Watch The Trailer
Storyline (warning: spoilers)
See You Up There is a compelling, bittersweet story, told as romantic pageant. It’s based on a prize-winning 2013 novel by Pierre Lemaitre. The film is full of rich historical details that capture the sense of agony and resentment, but the plot is driven by huge coincidences. These entwine the four or five major characters to a ridiculous degree, but it doesn’t really matter in a film so big on circus-like theatrics and grand flourishes.
It is 1919, at the tail end and immediately following World War I, and the French are quick to honour their fallen soldiers, yet scandalously unwilling to support the veterans who return home from the front. The film opens with a sweeping shot across acres of devastated battlefield. Pockmarked by mortar blasts and lacerated with barbed wire, this hellish no-man’s-land seems hardly worth fighting for, and yet, glory hound Lt. Pradelle is determined to claim one last victory before war’s end, sending two of his troops out into the fray and shooting them in the back to galvanise his demoralised men into action.
These scenes are not especially graphic, adhering instead to a classical kind of theatricality, but they go a long way to establish audiences’ sympathies for two characters who, when the war is over, will find themselves marginalized by the very people they fought to protect.

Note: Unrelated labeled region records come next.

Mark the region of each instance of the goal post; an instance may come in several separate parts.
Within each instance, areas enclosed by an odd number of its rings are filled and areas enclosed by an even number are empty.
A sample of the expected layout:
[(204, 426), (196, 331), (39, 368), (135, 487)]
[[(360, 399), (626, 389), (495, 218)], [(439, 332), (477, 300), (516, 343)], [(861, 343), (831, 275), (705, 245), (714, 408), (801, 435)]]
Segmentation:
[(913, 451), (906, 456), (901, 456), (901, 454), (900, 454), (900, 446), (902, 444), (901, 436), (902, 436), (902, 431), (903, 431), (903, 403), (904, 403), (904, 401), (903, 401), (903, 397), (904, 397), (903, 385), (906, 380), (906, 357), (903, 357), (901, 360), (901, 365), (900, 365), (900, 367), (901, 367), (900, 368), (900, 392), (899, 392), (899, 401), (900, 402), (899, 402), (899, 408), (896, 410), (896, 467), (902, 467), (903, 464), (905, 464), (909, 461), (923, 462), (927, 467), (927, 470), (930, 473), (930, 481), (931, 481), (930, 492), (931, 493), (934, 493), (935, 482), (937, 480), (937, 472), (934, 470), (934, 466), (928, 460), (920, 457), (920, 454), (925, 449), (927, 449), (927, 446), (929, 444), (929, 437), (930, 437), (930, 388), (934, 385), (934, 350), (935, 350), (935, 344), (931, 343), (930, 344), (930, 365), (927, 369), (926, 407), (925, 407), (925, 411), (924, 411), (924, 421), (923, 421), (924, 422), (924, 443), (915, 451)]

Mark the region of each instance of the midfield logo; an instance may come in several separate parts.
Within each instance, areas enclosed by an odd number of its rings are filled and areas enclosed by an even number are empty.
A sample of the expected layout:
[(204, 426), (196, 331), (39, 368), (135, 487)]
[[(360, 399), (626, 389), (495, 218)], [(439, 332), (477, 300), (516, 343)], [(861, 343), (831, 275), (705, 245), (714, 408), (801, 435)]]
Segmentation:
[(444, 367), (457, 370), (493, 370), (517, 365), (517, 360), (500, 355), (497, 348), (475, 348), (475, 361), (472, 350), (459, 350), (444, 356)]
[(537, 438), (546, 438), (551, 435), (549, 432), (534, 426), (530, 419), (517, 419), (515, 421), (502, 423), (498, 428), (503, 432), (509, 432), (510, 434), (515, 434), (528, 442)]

Dupontel still manages to deliver a rare object in contemporary French cinema: a commercial film that mixes high craft, surrealist humour and extremely dark themes of trauma, death, corruption and manipulation in ways that hold together very well. Indeed, if See You Up There's story of trauma and pilferage feels a bit stretched in places, the mood it leaves you with is an unusual but welcome mix of the gloomy and the giddy — a spectacle of darkness with flashes of light.